Tomorrow the Fed will issue their statement on monetary policy; maybe they will keep QE going for a while; more likely, they will end QE3 as promised; maybe they will hint at QE4; maybe they will hint at keeping interest rates near zero for a very long time. The Fed will surely be mindful not to spook the markets, like Greenspan did in 1987. Now the Fed has at least learned the importance of an overabundance of guidance. But it has been a very long time since Wall Street has stood on its own, without the very substantial benefit of the Fed propping it up. The problem is that if Wall Street stumbles, it could get buried under an avalanche of illiquidity and debt.

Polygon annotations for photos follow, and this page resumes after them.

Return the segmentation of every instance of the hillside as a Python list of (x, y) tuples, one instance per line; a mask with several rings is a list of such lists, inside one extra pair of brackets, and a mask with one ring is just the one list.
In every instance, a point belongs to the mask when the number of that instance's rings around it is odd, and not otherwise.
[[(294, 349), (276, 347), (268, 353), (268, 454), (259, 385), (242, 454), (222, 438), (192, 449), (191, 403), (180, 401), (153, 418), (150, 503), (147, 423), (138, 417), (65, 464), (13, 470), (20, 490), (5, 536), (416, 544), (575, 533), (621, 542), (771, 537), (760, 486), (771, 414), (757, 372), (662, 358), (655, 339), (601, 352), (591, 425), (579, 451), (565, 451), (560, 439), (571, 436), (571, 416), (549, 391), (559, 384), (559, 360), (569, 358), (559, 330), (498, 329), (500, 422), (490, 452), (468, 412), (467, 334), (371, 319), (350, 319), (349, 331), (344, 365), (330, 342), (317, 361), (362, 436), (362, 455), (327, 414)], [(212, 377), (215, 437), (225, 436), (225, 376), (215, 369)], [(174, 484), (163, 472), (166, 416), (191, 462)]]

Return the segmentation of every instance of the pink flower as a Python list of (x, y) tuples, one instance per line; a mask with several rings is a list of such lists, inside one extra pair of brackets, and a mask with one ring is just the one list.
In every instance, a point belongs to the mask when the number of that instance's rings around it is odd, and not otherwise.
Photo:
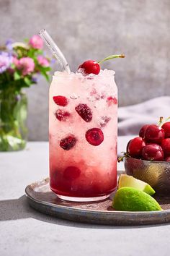
[(30, 38), (29, 43), (35, 49), (42, 49), (43, 47), (42, 39), (38, 35), (34, 35)]
[(23, 75), (28, 74), (34, 71), (35, 63), (32, 59), (29, 57), (21, 58), (16, 62), (16, 67), (22, 70)]
[(17, 67), (19, 64), (19, 59), (16, 57), (16, 56), (13, 56), (12, 57), (12, 62), (14, 63), (14, 64)]
[(37, 62), (39, 63), (40, 65), (42, 67), (49, 67), (50, 65), (48, 60), (46, 58), (45, 58), (43, 56), (37, 56)]

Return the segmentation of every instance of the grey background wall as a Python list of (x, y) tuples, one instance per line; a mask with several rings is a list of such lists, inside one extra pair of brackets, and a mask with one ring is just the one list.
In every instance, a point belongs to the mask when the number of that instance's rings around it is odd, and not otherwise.
[[(1, 44), (45, 27), (73, 71), (84, 60), (125, 53), (103, 64), (116, 72), (120, 106), (170, 93), (169, 0), (0, 0), (0, 17)], [(48, 139), (48, 86), (42, 78), (27, 91), (31, 140)]]

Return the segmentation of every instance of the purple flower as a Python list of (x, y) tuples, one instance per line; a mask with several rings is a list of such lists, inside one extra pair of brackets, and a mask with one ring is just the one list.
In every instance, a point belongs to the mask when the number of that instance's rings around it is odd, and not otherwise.
[(30, 38), (29, 43), (35, 49), (42, 49), (43, 47), (42, 39), (38, 35), (34, 35)]
[(37, 77), (32, 77), (32, 81), (37, 83)]
[(12, 56), (10, 54), (5, 51), (0, 51), (0, 73), (3, 73), (11, 65)]
[(15, 59), (16, 67), (22, 70), (23, 75), (27, 75), (34, 71), (35, 63), (32, 59), (30, 57), (24, 57), (20, 59)]
[(39, 63), (40, 65), (42, 67), (49, 67), (50, 63), (48, 60), (45, 58), (43, 56), (37, 56), (37, 62)]
[(12, 48), (12, 40), (11, 39), (9, 39), (6, 41), (6, 47), (9, 51), (12, 51), (13, 48)]

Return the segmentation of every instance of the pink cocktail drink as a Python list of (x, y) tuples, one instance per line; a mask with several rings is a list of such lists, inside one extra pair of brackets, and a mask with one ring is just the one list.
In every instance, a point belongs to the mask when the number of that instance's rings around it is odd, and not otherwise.
[(64, 200), (107, 197), (117, 186), (115, 72), (57, 72), (50, 88), (51, 189)]

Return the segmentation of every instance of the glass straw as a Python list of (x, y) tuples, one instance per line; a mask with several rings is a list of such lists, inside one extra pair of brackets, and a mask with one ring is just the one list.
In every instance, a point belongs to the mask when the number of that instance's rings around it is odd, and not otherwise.
[(58, 61), (62, 68), (62, 70), (66, 71), (68, 74), (70, 74), (71, 69), (65, 56), (63, 56), (59, 48), (56, 46), (53, 40), (51, 38), (48, 33), (45, 29), (42, 29), (39, 32), (39, 34), (40, 37), (44, 40), (48, 47), (50, 48), (52, 54)]

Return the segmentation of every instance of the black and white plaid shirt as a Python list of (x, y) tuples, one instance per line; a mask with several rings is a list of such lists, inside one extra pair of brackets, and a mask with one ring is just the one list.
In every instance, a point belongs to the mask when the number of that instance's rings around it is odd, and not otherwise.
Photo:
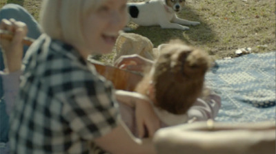
[(70, 45), (43, 34), (26, 55), (11, 153), (92, 153), (119, 118), (112, 86)]

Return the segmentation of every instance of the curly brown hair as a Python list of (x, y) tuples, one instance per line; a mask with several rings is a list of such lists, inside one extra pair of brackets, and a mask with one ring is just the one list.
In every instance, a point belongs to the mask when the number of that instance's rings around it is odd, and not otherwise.
[(162, 45), (159, 52), (152, 74), (146, 74), (135, 91), (148, 95), (152, 86), (157, 107), (174, 114), (185, 113), (202, 94), (210, 58), (204, 52), (179, 41)]

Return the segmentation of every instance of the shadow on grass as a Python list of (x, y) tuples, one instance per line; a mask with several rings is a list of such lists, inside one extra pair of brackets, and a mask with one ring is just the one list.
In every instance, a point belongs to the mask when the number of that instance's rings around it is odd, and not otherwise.
[(23, 6), (24, 4), (24, 0), (8, 0), (7, 3), (16, 3)]
[(177, 16), (188, 21), (199, 21), (201, 24), (195, 26), (188, 25), (190, 30), (186, 31), (162, 29), (160, 26), (139, 26), (136, 30), (128, 32), (136, 33), (148, 38), (155, 47), (174, 38), (181, 39), (190, 45), (202, 45), (210, 41), (217, 41), (212, 29), (190, 8), (184, 7)]

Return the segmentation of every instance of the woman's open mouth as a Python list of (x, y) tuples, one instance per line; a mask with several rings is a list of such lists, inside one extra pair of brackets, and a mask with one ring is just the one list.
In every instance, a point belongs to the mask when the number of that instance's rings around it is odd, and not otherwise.
[(118, 37), (118, 33), (116, 34), (103, 34), (103, 39), (108, 44), (114, 45), (116, 43), (117, 38)]

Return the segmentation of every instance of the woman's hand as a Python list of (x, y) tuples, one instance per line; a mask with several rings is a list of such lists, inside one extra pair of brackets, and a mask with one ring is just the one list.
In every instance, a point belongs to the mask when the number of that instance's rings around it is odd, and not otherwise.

Of course panic selling could kick in at almost any time, but it doesn’t mean that it is the most likely outcome. Six years ago, the Fed stepped in with the first bailouts, followed by $4 trillion or so in stimulus. The pundits back then thought the Fed’s stimulus would cause inflation to soar and the dollar would collapse. They were wrong, even if they still won’t admit it. For now, the economy is reasonably solid, even if it is slow and plodding. The banks are in better shape now than in 2007, assuming that anybody has any kind of realistic notion of the multitude of ways the books are cooked. The crash of 2008 is history, much like Black Monday 1929. The recent pullback is now fading in the rear view mirror and the further we go down the road, the more it looks like bargain hunters stepped in to buy the dip, again. And as we head to the holiday season we’re likely to forget the ghosts of October, and the lessons painfully learned 85 years ago today.